Just about all complex systems developed from four relatively simple antecedents.
Spacetime is curved.
Particles with an electric charge interact with each other through electromagnetic fields.
Quarks are confined into hadrons through the strong force.
Radioactive decay occurs through the weak force.
The entire universe is pretty much procedurally developed from those four mechanisms.
No, it's really not that simple at all.
First and most blindingly obviously, the four fundamental forces themselves would do nothing without having
matter to act upon: Physicists currently recognize no fewer than
17 elementary particles; 6 types quarks known as up, down, top, bottom, strange and charm (up and down quarks combining in triplets to form protons and neutrons), 6 types of leptons including 'familiar' electrons and exotic neutrinos, and 5 bosons one of which is a 'force carrier' for electromagnetism, one for the strong force,
two for the weak force, and one which allows other elementary particles to
have mass but is not an explanation or force carrier for gravity. Those 17 elementary particles can be distinguished or characterized by properties such as their mass, spin, electrical charge and 'colour' charge; additionally each of the 12 fermions (quarks and leptons) has a corresponding antimatter anti-particle.
- "Some physicists consider it to be ad hoc and inelegant, requiring 19 numerical constants whose values are unrelated and arbitrary.[65] Although the Standard Model, as it now stands, can explain why neutrinos have masses, the specifics of neutrino mass are still unclear. It is believed that explaining neutrino mass will require an additional 7 or 8 constants, which are also arbitrary parameters.[66]"

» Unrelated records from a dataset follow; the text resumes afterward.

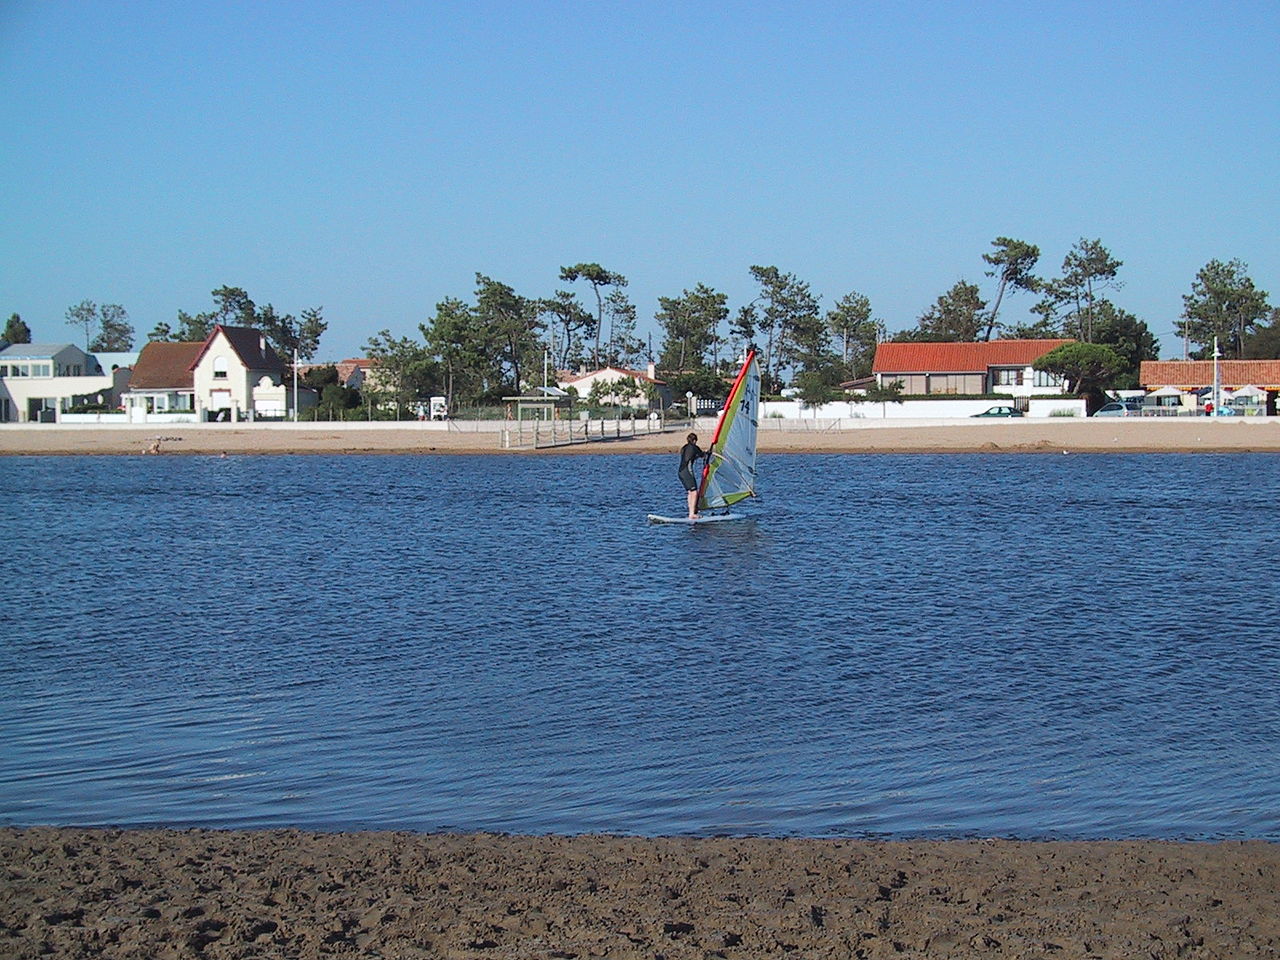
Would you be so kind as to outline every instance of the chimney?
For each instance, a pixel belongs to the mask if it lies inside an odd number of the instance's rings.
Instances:
[[[262,334],[258,334],[258,352],[263,354],[264,356],[266,355],[266,352],[267,352],[267,338],[264,337]]]
[[[650,379],[650,380],[657,380],[657,379],[658,379],[658,366],[657,366],[657,364],[655,364],[652,360],[650,360],[650,361],[649,361],[649,371],[648,371],[648,373],[649,373],[649,379]]]

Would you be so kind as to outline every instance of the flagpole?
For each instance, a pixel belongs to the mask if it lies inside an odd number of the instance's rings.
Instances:
[[[1219,359],[1222,351],[1218,349],[1218,338],[1213,338],[1213,415],[1222,416],[1222,367]]]

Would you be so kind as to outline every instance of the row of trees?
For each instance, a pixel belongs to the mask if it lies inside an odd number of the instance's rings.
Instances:
[[[1146,322],[1111,299],[1123,287],[1123,262],[1100,240],[1078,241],[1054,275],[1036,272],[1039,247],[1010,237],[993,240],[981,260],[985,292],[977,283],[958,280],[914,327],[894,339],[1069,338],[1114,354],[1116,359],[1085,351],[1093,357],[1091,369],[1105,368],[1107,385],[1117,387],[1136,385],[1138,365],[1158,357]],[[539,382],[540,368],[551,379],[552,370],[634,367],[655,357],[677,395],[691,390],[715,396],[747,346],[760,353],[766,391],[789,382],[814,402],[833,395],[839,383],[870,373],[886,331],[865,294],[850,291],[824,310],[821,298],[794,274],[776,266],[749,270],[756,292],[736,310],[724,293],[703,283],[679,296],[659,297],[657,351],[652,338],[646,343],[637,335],[627,278],[598,263],[562,267],[564,286],[540,297],[477,273],[471,298],[438,303],[434,315],[419,325],[420,339],[393,337],[384,329],[366,351],[379,368],[381,388],[401,407],[439,393],[453,406],[517,392]],[[1007,304],[1017,296],[1036,299],[1026,319],[1011,322]],[[157,324],[148,339],[203,340],[217,323],[248,326],[261,330],[286,361],[295,352],[311,360],[327,328],[320,307],[295,318],[271,304],[259,307],[239,287],[220,287],[212,297],[212,309],[179,311],[176,328]],[[91,350],[132,348],[133,328],[118,304],[83,301],[68,309],[67,322],[83,328]],[[1212,260],[1197,273],[1176,329],[1195,344],[1191,355],[1197,358],[1211,354],[1215,338],[1228,357],[1280,357],[1280,311],[1271,308],[1266,291],[1255,286],[1239,260]],[[5,336],[10,342],[29,341],[30,331],[14,314]]]
[[[833,391],[850,370],[870,370],[883,325],[871,319],[865,296],[848,294],[824,313],[809,285],[793,274],[753,266],[751,275],[759,293],[736,313],[726,294],[706,284],[659,297],[657,351],[636,335],[626,277],[598,263],[560,270],[567,284],[585,281],[594,310],[572,289],[527,297],[477,273],[472,298],[438,303],[419,325],[421,339],[382,330],[365,350],[381,387],[402,408],[434,393],[451,407],[492,400],[536,384],[539,372],[551,381],[557,370],[636,367],[650,357],[674,393],[716,396],[748,345],[760,351],[766,389],[778,389],[790,374],[810,388]]]
[[[214,290],[213,309],[190,314],[178,311],[177,329],[169,324],[156,324],[149,334],[149,341],[176,341],[194,343],[206,339],[213,328],[222,324],[232,327],[252,327],[260,330],[267,343],[286,363],[296,354],[299,360],[311,360],[320,347],[320,338],[328,329],[323,307],[308,307],[301,317],[280,313],[271,304],[258,306],[240,287],[222,286]]]
[[[81,300],[67,308],[67,323],[84,330],[84,346],[90,353],[133,349],[129,314],[118,303],[99,305],[92,300]],[[31,328],[18,314],[10,314],[0,337],[8,343],[30,343]]]
[[[1147,324],[1110,298],[1123,286],[1123,263],[1100,240],[1082,238],[1051,276],[1036,273],[1037,246],[1010,237],[992,241],[982,261],[990,300],[978,284],[957,281],[894,339],[1066,338],[1105,348],[1068,351],[1078,355],[1068,375],[1077,385],[1096,381],[1086,369],[1101,369],[1108,386],[1135,386],[1139,364],[1159,356]],[[596,263],[560,271],[566,283],[589,284],[594,310],[572,289],[526,297],[478,273],[473,297],[437,304],[435,315],[419,325],[421,339],[383,330],[366,349],[402,405],[430,393],[443,393],[454,405],[515,392],[538,381],[539,367],[635,366],[653,356],[676,395],[691,390],[715,396],[747,346],[760,353],[766,391],[790,382],[813,402],[834,395],[839,383],[870,373],[885,325],[865,294],[850,291],[823,310],[809,284],[794,274],[760,265],[750,267],[750,274],[757,293],[737,310],[724,293],[703,283],[679,296],[659,297],[654,319],[662,339],[656,353],[635,335],[626,277]],[[1016,295],[1037,299],[1027,320],[1010,322],[1002,311]],[[1197,345],[1194,356],[1210,352],[1215,336],[1228,356],[1280,356],[1280,316],[1240,261],[1211,261],[1183,300],[1177,330]]]

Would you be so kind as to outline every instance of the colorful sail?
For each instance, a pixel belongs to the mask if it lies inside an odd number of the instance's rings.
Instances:
[[[760,364],[747,354],[729,391],[702,470],[698,509],[731,507],[756,494],[756,430],[760,425]]]

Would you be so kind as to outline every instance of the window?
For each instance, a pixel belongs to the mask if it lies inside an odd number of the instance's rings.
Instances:
[[[1056,373],[1048,373],[1044,370],[1037,370],[1036,386],[1037,387],[1061,387],[1062,377],[1058,376],[1058,374]]]
[[[213,358],[213,379],[215,380],[227,379],[227,358],[226,357]]]
[[[996,385],[1000,387],[1022,386],[1021,367],[997,367],[995,370]]]
[[[926,393],[984,393],[983,381],[986,378],[980,373],[931,373],[928,374]]]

Of course the biggest limitation of the standard model of particle physics is that it doesn't account for the fourth fundamental force at all. You've imprecisely suggested that the spacetime of our universe is curved - as far as we can tell it's actually flat, as if even that were a simple concept! - but the force of gravity refers more specifically to the 'local' curvature of spacetime by objects with mass as described by the general theory of relativity. We haven't yet worked out how (or if) relativity and particle/quantum mechanics can be reconciled.
Secondly, as if all of that were not... um... "simple" enough so far, that all pretty much
accounts for only about 5% of the estimated mass-energy of the observable universe! "In the standard
Lambda-CDM model of cosmology, the mass–energy content of the universe is 5% ordinary matter, 26.8% dark matter, and 68.2% a form of energy known as dark energy.[7][8][9][10]" Those 17 elementary particles with all their numerical constants covered by the standard model of particle physics do not describe or account for the far larger calculated mass of 'dark matter'; and for all its own weirdness and mathematical complexity general relativity does not inherently account for the even greater mass-energy of 'dark energy' (although from what I gather a 'cosmological constant' candidate for dark energy can be independently
incorporated into general relativity).
Thirdly, while all of the above outlines our most fundamental understanding and parameterization of the current observable universe, there's still at least two aspects of its
development which they don't cover or explain: The widely-hypothesized period of
cosmic inflation during which the early universe expanded faster than the speed of light, a mind-boggling concept but widely regarded as necessary to explain the structure of our observable universe, and of course the
big bang itself.
I feel as though you're intelligent and well-read enough to have known that what you were posting above was misleading and disingenuous, at best.